QueryPlan — Structured Query Plan¶
QueryPlan
is an extension of the TreeNode abstraction for query plans in Catalyst Framework.
QueryPlan
is used to build a tree of relational operators of a structured query. QueryPlan
is a tree of (logical or physical) operators that have a tree of expressions.
QueryPlan
has an output attributes, expressions and a schema.
QueryPlan
has statePrefix that is used when displaying a plan with !

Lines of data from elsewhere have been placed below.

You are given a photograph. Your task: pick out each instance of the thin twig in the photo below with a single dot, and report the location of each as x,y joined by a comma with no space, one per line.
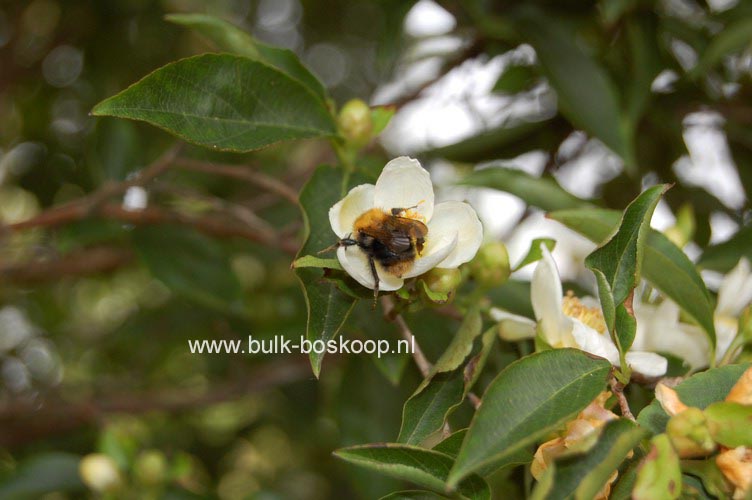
618,389
88,261
27,421
389,313
243,173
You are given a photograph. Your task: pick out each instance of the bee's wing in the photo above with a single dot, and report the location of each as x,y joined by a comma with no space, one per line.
399,242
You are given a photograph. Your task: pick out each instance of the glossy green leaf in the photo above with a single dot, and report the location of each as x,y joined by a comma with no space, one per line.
444,389
426,410
224,102
327,306
426,468
452,443
203,272
664,264
528,399
619,259
318,262
228,37
730,423
543,192
583,475
659,476
535,253
43,473
586,95
700,390
724,256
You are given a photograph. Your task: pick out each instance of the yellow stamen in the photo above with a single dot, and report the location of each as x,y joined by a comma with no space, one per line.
591,316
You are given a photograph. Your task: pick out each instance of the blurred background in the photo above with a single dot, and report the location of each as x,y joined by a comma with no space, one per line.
95,312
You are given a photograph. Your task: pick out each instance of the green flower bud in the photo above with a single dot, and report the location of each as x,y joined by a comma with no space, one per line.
689,434
490,267
442,280
355,122
100,473
150,467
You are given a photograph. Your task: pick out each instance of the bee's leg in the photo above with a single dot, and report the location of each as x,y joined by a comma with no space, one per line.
344,242
375,275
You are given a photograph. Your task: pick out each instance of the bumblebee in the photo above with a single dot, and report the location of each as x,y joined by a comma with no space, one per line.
390,239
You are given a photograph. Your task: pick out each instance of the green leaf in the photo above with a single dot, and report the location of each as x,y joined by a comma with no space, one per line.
426,410
203,272
426,468
734,37
583,475
462,343
43,473
543,192
535,253
664,264
228,37
700,390
586,95
328,308
619,259
225,102
659,476
711,476
317,262
528,399
724,256
451,444
444,389
730,423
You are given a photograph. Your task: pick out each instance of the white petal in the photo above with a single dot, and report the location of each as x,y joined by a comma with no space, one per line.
405,184
546,296
736,290
435,251
343,214
591,341
456,217
355,262
512,327
649,364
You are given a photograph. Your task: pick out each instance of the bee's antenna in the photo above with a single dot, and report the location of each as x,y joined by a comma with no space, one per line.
375,275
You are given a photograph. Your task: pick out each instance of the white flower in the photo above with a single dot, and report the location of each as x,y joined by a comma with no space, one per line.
566,321
454,230
659,327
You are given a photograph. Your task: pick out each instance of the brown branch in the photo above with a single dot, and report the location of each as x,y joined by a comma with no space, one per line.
25,421
242,173
391,315
155,215
89,261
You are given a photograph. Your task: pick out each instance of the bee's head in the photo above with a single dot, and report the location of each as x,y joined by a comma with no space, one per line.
365,240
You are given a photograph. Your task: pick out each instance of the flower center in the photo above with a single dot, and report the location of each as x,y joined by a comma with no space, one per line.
591,316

to indicate an invalid plan, and '
to indicate an unresolved plan.
A QueryPlan
is invalid if there are missing input attributes and children
subnodes are non-empty.
A QueryPlan
is unresolved if the column names have not been verified and column types have not been looked up in the Catalog.
Contract¶
Output (Schema) Attributes¶
output: Seq[Attribute]
Output Attributes
val q = spark.range(3)
scala> q.queryExecution.analyzed.output
res0: Seq[org.apache.spark.sql.catalyst.expressions.Attribute] = List(id#0L)

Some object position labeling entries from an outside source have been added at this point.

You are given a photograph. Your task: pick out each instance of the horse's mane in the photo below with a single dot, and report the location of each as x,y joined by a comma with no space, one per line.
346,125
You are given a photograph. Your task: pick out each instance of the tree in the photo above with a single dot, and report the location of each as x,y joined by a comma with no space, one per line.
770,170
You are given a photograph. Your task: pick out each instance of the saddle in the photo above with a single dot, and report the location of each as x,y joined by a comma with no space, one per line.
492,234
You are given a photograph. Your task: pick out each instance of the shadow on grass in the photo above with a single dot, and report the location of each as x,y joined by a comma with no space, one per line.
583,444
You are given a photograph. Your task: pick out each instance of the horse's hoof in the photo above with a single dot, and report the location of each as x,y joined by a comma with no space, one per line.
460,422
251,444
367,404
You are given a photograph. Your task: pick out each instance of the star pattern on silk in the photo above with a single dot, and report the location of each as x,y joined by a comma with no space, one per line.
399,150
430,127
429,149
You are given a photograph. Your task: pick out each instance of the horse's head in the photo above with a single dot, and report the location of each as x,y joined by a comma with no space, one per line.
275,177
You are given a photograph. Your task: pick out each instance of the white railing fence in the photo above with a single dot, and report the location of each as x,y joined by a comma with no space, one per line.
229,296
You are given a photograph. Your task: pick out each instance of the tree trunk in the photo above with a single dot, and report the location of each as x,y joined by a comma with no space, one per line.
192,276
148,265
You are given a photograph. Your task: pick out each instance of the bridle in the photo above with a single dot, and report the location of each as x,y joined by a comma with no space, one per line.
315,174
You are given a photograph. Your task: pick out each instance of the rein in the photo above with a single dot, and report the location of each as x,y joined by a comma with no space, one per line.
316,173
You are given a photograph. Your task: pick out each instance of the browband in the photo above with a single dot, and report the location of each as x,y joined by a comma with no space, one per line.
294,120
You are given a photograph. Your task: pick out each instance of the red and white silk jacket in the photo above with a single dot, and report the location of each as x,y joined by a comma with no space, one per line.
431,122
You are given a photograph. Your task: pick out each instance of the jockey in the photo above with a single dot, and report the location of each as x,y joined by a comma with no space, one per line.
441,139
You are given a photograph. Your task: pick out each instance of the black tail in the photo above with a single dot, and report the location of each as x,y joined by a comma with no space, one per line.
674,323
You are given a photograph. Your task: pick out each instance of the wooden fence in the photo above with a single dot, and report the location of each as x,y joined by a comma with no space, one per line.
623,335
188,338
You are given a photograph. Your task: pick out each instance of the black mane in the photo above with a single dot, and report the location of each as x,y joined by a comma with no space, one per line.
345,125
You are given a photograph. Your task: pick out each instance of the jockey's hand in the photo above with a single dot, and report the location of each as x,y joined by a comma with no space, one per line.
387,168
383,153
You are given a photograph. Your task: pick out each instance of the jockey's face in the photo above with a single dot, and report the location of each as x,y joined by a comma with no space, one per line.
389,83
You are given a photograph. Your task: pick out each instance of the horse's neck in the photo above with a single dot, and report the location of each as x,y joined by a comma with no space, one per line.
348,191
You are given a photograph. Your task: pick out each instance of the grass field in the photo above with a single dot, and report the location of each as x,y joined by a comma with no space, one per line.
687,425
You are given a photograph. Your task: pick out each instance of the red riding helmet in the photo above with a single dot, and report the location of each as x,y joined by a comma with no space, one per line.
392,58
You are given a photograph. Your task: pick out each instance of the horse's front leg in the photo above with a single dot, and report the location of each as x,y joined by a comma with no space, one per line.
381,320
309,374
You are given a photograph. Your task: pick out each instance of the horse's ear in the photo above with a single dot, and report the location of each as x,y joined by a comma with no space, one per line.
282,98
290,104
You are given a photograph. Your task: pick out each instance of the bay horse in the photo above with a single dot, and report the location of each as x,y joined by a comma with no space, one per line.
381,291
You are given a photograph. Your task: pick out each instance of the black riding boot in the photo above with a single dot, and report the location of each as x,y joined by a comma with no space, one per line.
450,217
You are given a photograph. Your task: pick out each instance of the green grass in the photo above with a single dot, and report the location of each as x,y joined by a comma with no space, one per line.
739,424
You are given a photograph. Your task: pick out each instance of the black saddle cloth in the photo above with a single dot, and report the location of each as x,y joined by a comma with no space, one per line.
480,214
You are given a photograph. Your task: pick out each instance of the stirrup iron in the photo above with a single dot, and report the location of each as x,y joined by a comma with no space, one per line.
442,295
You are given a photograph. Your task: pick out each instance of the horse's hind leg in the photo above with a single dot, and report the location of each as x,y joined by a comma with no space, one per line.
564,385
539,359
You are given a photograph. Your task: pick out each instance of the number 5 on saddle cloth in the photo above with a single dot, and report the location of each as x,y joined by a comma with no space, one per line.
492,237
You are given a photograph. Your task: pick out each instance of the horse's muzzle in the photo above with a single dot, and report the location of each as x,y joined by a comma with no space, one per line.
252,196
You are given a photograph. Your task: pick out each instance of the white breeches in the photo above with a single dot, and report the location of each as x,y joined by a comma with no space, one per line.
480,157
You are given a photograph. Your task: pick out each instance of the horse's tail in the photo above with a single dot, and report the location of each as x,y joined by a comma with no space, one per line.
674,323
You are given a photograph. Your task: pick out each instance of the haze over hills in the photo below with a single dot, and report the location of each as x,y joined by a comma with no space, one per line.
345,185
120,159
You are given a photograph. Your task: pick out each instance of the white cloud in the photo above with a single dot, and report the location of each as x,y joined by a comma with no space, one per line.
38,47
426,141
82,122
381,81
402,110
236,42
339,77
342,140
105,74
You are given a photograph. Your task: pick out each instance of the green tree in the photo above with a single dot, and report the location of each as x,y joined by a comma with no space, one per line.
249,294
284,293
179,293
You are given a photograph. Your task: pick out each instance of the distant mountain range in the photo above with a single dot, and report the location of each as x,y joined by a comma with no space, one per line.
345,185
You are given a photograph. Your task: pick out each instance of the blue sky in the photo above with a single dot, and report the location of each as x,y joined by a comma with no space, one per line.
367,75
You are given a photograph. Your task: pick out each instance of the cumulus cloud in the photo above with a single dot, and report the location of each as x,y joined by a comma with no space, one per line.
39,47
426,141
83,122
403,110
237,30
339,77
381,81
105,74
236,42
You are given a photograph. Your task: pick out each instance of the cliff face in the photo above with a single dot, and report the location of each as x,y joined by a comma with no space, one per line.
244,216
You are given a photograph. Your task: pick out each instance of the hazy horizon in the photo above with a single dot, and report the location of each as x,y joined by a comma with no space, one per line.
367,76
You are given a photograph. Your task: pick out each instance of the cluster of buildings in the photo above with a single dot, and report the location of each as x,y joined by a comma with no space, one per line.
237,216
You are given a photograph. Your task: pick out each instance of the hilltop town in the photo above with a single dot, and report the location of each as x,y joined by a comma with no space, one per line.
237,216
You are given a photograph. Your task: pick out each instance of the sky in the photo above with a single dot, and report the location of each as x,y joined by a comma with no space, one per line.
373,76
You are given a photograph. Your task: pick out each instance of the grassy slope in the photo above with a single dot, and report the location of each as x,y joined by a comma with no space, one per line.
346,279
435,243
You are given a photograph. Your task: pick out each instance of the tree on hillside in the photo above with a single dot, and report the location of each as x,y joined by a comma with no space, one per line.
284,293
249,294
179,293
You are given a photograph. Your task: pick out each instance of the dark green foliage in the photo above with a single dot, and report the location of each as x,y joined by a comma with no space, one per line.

scala> q.queryExecution.withCachedData.output
res1: Seq[org.apache.spark.sql.catalyst.expressions.Attribute] = List(id#0L)
scala> q.queryExecution.optimizedPlan.output
res2: Seq[org.apache.spark.sql.catalyst.expressions.Attribute] = List(id#0L)
scala> q.queryExecution.sparkPlan.output
res3: Seq[org.apache.spark.sql.catalyst.expressions.Attribute] = List(id#0L)
scala> q.queryExecution.executedPlan.output
res4: Seq[org.apache.spark.sql.catalyst.expressions.Attribute] = List(id#0L)
Tip
You can build a StructType from output
attributes using toStructType.
scala> q.queryExecution.analyzed.output.toStructType
res5: org.apache.spark.sql.types.StructType = StructType(StructField(id,LongType,false))
Implementations¶
- AnalysisHelper
- LogicalPlan
- SparkPlan
Expressions¶
expressions: Seq[Expression]
expressions
is all of the expressions present in this query plan operator.
Expression References¶
references: AttributeSet
Lazy Value
references
is a Scala lazy value to guarantee that the code to initialize it is executed once only (when accessed for the first time) and the computed value never changes afterwards.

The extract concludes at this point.